How to Cache

By Noam Yadgar at August 15, 2022

#go #caching #distributed systems #software-engineering

Caching is one of those things that almost every digital service uses in some way or another, it can improve user experience, and reduce costs by preventing redundant computation. When incorrectly applied, it can be the root cause of many nasty issues such as serving stale data, creating security breaches, and eating up the memory. In this article, we will see what cache exactly is, what types of cache we can implement, and how to implement them correctly.

What is Cache?

Cache always comes in the context of data and it has a very straightforward reason to be applied. If data is being requested more than once, to avoid redundant computation (such as fetching it from a database, processing it, etc.) we can temporarily store the processed data in memory (or generally, locally) so it can be served faster and effortlessly. Even though most of your users will be unaware of its existence, they will appreciate it. Since good caching will improve their user experience.

Ground rules for caching

Caching is great, however, the benefits of caching are diminished in comparison to the destructive effect of using cache incorrectly. Let’s establish some ground rules to help us avoid fatal mistakes when implementing a cache mechanism:

Your program should be fully functional without a cache: In general, we shouldn’t depend on the state of the cache. For example, if you’re writing a stateless REST API, and you want to cache some of the resources, your API should be fully functional even if you shut down the cache feature.
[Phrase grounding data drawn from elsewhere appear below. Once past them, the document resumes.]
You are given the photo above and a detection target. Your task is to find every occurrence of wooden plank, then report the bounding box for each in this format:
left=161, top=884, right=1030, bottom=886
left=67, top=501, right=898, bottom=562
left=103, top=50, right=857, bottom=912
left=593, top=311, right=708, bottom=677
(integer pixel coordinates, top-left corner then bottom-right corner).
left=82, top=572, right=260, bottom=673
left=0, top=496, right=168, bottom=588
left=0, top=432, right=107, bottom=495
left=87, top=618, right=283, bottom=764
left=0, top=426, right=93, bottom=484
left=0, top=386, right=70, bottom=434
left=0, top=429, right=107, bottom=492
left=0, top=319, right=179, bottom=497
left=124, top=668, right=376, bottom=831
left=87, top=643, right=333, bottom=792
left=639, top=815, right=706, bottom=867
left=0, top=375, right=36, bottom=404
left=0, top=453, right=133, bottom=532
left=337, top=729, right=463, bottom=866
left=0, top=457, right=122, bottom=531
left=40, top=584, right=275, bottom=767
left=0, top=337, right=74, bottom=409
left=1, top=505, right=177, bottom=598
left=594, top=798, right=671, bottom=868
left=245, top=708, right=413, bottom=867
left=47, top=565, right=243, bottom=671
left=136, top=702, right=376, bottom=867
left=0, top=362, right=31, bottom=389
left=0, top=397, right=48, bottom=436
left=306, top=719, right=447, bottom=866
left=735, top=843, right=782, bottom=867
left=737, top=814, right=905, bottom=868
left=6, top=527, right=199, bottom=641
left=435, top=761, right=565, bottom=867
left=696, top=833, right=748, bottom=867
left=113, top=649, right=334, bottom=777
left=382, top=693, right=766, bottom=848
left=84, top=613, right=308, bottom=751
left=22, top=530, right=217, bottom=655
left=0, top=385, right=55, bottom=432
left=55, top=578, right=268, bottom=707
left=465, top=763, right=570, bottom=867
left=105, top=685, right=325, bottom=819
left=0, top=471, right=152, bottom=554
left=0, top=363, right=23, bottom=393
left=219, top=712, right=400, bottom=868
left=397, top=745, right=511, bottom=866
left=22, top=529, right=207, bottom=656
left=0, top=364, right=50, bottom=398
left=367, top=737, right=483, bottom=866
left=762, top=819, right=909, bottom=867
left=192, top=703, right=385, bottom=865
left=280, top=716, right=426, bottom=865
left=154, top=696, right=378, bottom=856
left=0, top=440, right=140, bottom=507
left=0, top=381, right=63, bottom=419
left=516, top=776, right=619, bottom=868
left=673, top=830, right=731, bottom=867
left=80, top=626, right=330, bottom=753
Limit the size: As your program is being used, cache is naturally being accumulated and growing in size. Since it’s very hard to decide (sometimes impossible) how much cache will be accumulated, you should be aware of the limits you allow the cache to grow. Even if you’re using a cache database as a cloud service with auto-scaling features, you should still set a threshold. A locally managed cache (on a running server) can drain the server’s memory and shut down the process. And an auto-scaled cache database as a cloud service, can do the opposite effect of caching by increasing complexity and cost.
Have a clear definition of permissions: This is relevant to server-side, distributed caching (more on that later). Serving a publicly available, cached blog post (page-cache) is easy since the whole world has permission to see the data. But a bank API might hold extremely sensitive and private data in its cache. In that case, we should make sure that we know how to structure the cache correctly, so it will be at a user-based access scope. Not being careful enough, it’s easy to accidentally create a data breach, where unauthorized users are being served with private cached data since the cached data may have bypassed all of the authentication and authorization barriers.
Pick the right cache strategy for data retention: Understanding how persistent you want the cache to be, will help you build or use a more suitable cache mechanism. Ask yourself, if the program or session ends, do you still want the cache to be around? If so, maybe you should manage your cache in a dedicated service (such as Redis ) or implement a read/write cache mechanism that will persist on a disk. Ask yourself for how long you want the cache to be around.
Protect the cache as if you’re protecting the data: If you’re caching data, you should protect the cache as if you’re protecting the data itself. To avoid cache poisoning attacks, or stolen data, you should make sure that the cache is not easily accessible by unauthorized users.

Where to cache?

Different types of cache can be implemented in the same program

Depending on your program’s behavior, caching can be done in different locations.

Client-side cache

As users interact with your app, you can cache data directly on their devices. Depending on how persistent you want the data to be, you can store it directly in their devices’ memory, or dedicated locations on their disks (such as local storage). Media streaming apps are a great example of caching data on the client side. While you’re watching a movie or listening to an album, the app is caching the next bits of data on your device. This way, the data is being served smoothly even if the network becomes unstable. Some music app might even cache your entire playlist on your device, so you can listen to it offline.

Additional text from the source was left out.